REST API Development

API Monitoring & Logging

15 min Lesson 30 of 35

Understanding API Observability

API monitoring and logging are essential for maintaining system health, debugging issues, understanding user behavior, and ensuring SLAs are met. Observability encompasses logs, metrics, and traces that provide visibility into your API's behavior in production environments.

The Three Pillars of Observability:

Logs: Detailed records of discrete events (requests, errors, warnings)
Metrics: Numerical measurements over time (response times, request rates, error rates)
Traces: End-to-end request flow across distributed services

Request Logging

Comprehensive request logging helps you understand API usage patterns, identify errors, and debug production issues.

Structured Logging with Winston

// winston-logger.js
const winston = require('winston');

// Create logger instance
const logger = winston.createLogger({
    level: process.env.LOG_LEVEL || 'info',
    format: winston.format.combine(
        winston.format.timestamp({
            format: 'YYYY-MM-DD HH:mm:ss'
        }),
        winston.format.errors({ stack: true }),
        winston.format.splat(),
        winston.format.json()
    ),
    defaultMeta: { service: 'api-service' },
    transports: [
        // Write errors to error.log
        new winston.transports.File({
            filename: 'logs/error.log',
            level: 'error',
            maxsize: 5242880, // 5MB
            maxFiles: 5
        }),
        // Write all logs to combined.log
        new winston.transports.File({
            filename: 'logs/combined.log',
            maxsize: 5242880,
            maxFiles: 5
        })
    ]
});

// Add console output in development
if (process.env.NODE_ENV !== 'production') {
    logger.add(new winston.transports.Console({
        format: winston.format.combine(
            winston.format.colorize(),
            winston.format.simple()
        )
    }));
}

module.exports = logger;

Request Logging Middleware

const express = require('express');
const logger = require('./winston-logger');
const { v4: uuidv4 } = require('uuid');

const app = express();

// Request logging middleware
app.use((req, res, next) => {
    // Generate unique request ID
    req.id = uuidv4();
    req.startTime = Date.now();

    // Log incoming request
    logger.info('Incoming request', {
        requestId: req.id,
        method: req.method,
        path: req.path,
        query: req.query,
        ip: req.ip,
        userAgent: req.get('user-agent')
    });

    // Log response
    const originalSend = res.send;
    res.send = function(data) {
        const duration = Date.now() - req.startTime;

        logger.info('Request completed', {
            requestId: req.id,
            method: req.method,
            path: req.path,
            statusCode: res.statusCode,
            duration: `${duration}ms`,
            contentLength: res.get('content-length')
        });

        // Log slow requests
        if (duration > 1000) {
            logger.warn('Slow request detected', {
                requestId: req.id,
                method: req.method,
                path: req.path,
                duration: `${duration}ms`
            });
        }

        return originalSend.call(this, data);
    };

    next();
});

// Error logging middleware
app.use((err, req, res, next) => {
    logger.error('Request error', {
        requestId: req.id,
        method: req.method,
        path: req.path,
        error: {
            message: err.message,
            stack: err.stack,
            code: err.code
        },
        statusCode: res.statusCode
    });

    res.status(err.statusCode || 500).json({
        error: {
            message: err.message,
            requestId: req.id
        }
    });
});

Structured Logging Benefits: JSON-formatted logs are easily parseable by log aggregation tools (ELK Stack, Splunk, Datadog).

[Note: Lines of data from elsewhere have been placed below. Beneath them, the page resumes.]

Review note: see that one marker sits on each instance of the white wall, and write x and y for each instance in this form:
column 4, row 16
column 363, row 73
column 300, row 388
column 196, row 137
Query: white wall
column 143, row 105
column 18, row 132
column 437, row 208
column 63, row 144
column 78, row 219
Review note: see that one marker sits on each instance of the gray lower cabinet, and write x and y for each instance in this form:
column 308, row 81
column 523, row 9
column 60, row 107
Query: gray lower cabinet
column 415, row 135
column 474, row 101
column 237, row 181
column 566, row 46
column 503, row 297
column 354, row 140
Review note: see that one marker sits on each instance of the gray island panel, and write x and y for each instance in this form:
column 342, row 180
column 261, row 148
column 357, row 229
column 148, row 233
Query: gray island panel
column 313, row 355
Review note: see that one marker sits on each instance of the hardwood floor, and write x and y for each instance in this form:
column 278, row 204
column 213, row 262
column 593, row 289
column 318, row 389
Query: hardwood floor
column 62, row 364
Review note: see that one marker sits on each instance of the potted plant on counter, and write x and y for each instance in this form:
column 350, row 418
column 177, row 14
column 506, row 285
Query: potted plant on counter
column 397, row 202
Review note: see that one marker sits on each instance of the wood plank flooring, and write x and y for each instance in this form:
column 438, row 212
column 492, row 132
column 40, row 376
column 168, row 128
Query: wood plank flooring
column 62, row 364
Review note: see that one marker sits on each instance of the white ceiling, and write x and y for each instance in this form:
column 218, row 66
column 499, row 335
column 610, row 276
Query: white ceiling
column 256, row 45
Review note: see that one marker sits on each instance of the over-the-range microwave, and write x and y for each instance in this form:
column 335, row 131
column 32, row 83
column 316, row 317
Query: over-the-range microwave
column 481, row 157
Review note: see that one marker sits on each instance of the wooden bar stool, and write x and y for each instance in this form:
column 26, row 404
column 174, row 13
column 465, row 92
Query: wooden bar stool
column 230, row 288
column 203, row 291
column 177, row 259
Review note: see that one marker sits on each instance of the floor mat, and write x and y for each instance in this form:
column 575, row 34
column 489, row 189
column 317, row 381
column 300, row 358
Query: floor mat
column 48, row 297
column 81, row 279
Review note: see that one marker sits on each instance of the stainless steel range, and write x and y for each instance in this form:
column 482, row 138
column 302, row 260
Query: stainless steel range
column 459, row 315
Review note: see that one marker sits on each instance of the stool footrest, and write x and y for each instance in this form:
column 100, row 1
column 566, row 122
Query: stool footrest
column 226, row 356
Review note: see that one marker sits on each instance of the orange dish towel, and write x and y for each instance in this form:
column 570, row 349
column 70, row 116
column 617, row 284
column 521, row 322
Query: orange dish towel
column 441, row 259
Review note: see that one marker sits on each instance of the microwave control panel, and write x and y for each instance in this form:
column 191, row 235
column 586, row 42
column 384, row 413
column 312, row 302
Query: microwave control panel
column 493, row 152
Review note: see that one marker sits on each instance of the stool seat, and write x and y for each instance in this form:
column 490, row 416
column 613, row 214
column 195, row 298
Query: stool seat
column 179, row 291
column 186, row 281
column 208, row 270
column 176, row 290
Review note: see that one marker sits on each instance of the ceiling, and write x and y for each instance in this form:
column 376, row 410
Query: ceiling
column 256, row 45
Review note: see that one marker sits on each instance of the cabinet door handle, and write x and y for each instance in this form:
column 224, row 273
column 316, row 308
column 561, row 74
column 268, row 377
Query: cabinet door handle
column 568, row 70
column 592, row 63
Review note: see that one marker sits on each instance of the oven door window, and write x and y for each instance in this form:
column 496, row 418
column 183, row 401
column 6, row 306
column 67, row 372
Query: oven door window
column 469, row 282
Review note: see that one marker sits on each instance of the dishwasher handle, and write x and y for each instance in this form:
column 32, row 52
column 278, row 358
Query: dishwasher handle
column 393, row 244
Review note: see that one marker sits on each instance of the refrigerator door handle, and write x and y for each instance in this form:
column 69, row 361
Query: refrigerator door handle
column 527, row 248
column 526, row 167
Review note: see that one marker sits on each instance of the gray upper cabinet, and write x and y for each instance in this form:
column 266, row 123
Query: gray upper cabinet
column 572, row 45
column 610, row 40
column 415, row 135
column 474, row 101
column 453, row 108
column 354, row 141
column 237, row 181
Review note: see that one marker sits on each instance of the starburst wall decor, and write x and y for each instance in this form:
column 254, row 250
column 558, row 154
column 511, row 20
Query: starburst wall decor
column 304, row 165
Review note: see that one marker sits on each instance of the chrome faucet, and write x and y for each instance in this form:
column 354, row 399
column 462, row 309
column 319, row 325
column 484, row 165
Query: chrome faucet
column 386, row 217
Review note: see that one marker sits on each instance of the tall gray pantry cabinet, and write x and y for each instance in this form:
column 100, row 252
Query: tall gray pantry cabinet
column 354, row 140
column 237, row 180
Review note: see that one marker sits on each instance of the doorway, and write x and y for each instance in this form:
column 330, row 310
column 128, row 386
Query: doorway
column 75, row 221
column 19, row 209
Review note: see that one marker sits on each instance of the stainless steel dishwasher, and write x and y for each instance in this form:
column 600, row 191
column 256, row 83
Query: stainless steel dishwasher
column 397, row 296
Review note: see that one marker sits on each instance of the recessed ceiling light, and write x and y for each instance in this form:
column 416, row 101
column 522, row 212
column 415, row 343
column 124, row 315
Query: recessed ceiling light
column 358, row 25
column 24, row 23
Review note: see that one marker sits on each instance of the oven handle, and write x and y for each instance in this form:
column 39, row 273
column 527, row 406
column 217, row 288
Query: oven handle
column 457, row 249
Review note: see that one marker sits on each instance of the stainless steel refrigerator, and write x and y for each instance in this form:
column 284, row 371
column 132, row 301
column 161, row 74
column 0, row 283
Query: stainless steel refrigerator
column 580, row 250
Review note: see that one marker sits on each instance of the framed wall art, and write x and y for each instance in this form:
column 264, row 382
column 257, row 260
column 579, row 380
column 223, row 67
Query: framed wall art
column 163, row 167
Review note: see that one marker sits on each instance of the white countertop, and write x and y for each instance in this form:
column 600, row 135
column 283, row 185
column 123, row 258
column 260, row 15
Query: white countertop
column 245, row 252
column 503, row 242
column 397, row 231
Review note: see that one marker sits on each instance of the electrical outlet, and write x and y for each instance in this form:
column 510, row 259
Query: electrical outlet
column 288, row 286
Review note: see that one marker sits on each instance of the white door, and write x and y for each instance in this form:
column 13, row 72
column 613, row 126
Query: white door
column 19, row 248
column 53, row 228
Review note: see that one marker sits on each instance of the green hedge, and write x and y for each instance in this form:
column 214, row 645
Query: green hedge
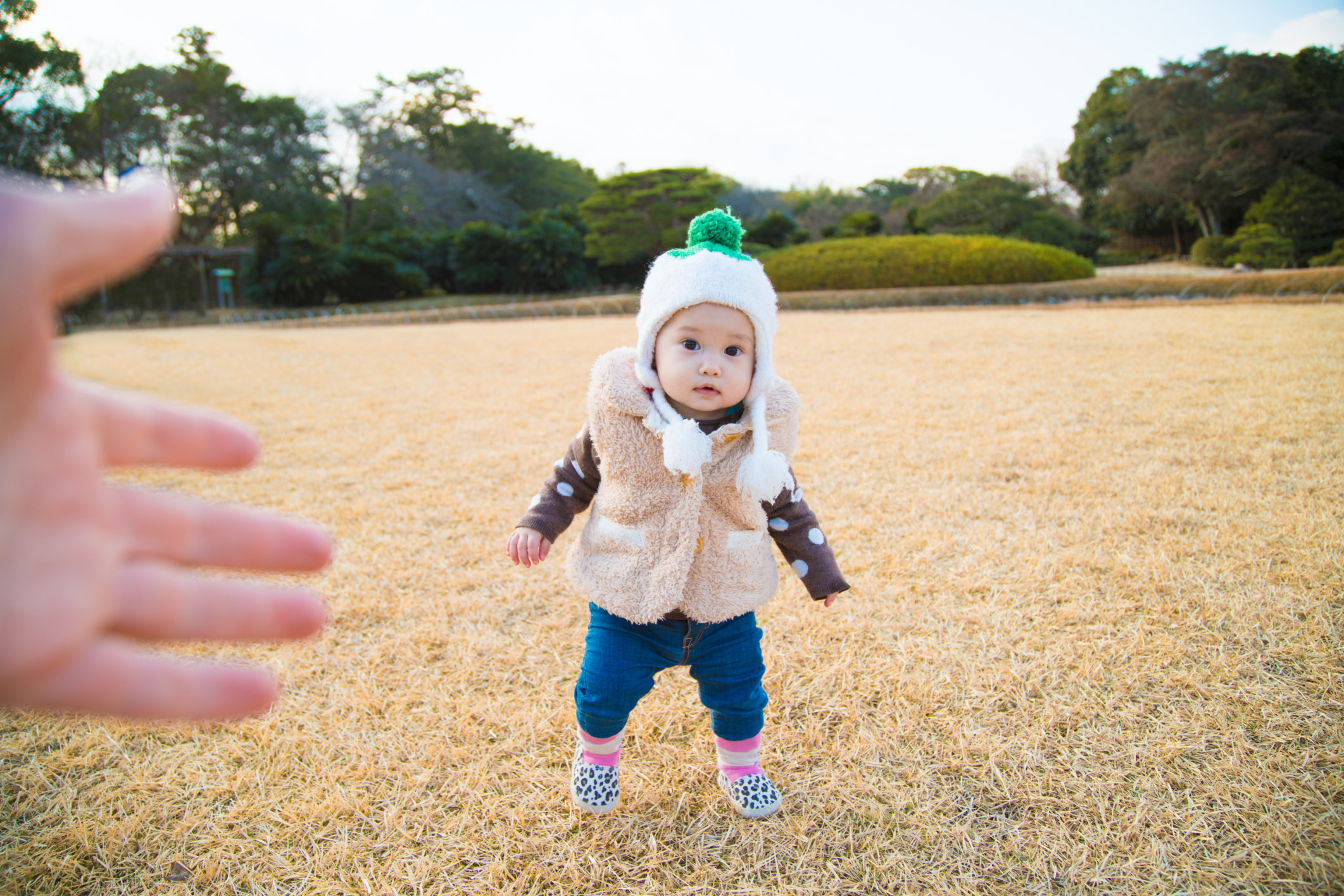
column 878, row 263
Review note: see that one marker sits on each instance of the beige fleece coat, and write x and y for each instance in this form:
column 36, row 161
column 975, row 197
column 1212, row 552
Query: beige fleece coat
column 656, row 540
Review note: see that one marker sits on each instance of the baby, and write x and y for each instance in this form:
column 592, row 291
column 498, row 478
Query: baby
column 686, row 461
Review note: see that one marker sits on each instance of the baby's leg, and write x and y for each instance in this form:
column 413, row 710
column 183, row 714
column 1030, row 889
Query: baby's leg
column 729, row 667
column 726, row 663
column 620, row 660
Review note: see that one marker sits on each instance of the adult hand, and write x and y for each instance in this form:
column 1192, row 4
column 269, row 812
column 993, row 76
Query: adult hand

Include request IDs to trace requests across services. Always log timestamps for time-based analysis.

Advanced Logging with Morgan

const morgan = require('morgan');
const logger = require('./winston-logger');

// Custom token for request ID
morgan.token('id', (req) => req.id);

// Custom token for response time in milliseconds
morgan.token('response-time-ms', (req, res) => {
    const duration = Date.now() - req.startTime;
    return `${duration}ms`;
});

// Create stream to send Morgan logs to Winston
const stream = {
    write: (message) => logger.http(message.trim())
};

// Morgan format with custom tokens
const format = ':id :method :url :status :response-time-ms - :res[content-length]';

// Use Morgan middleware
app.use(morgan(format, { stream }));

// Custom Morgan format for detailed logging
const detailedFormat = (tokens, req, res) => {
    return JSON.stringify({
        requestId: tokens.id(req, res),
        method: tokens.method(req, res),
        url: tokens.url(req, res),
        status: tokens.status(req, res),
        responseTime: tokens['response-time'](req, res),
        contentLength: tokens.res(req, res, 'content-length'),
        userAgent: tokens['user-agent'](req, res),
        ip: tokens['remote-addr'](req, res)
    });
};

app.use(morgan(detailedFormat, { stream }));

Performance Metrics

Collect and monitor key performance metrics to identify bottlenecks and track system health over time.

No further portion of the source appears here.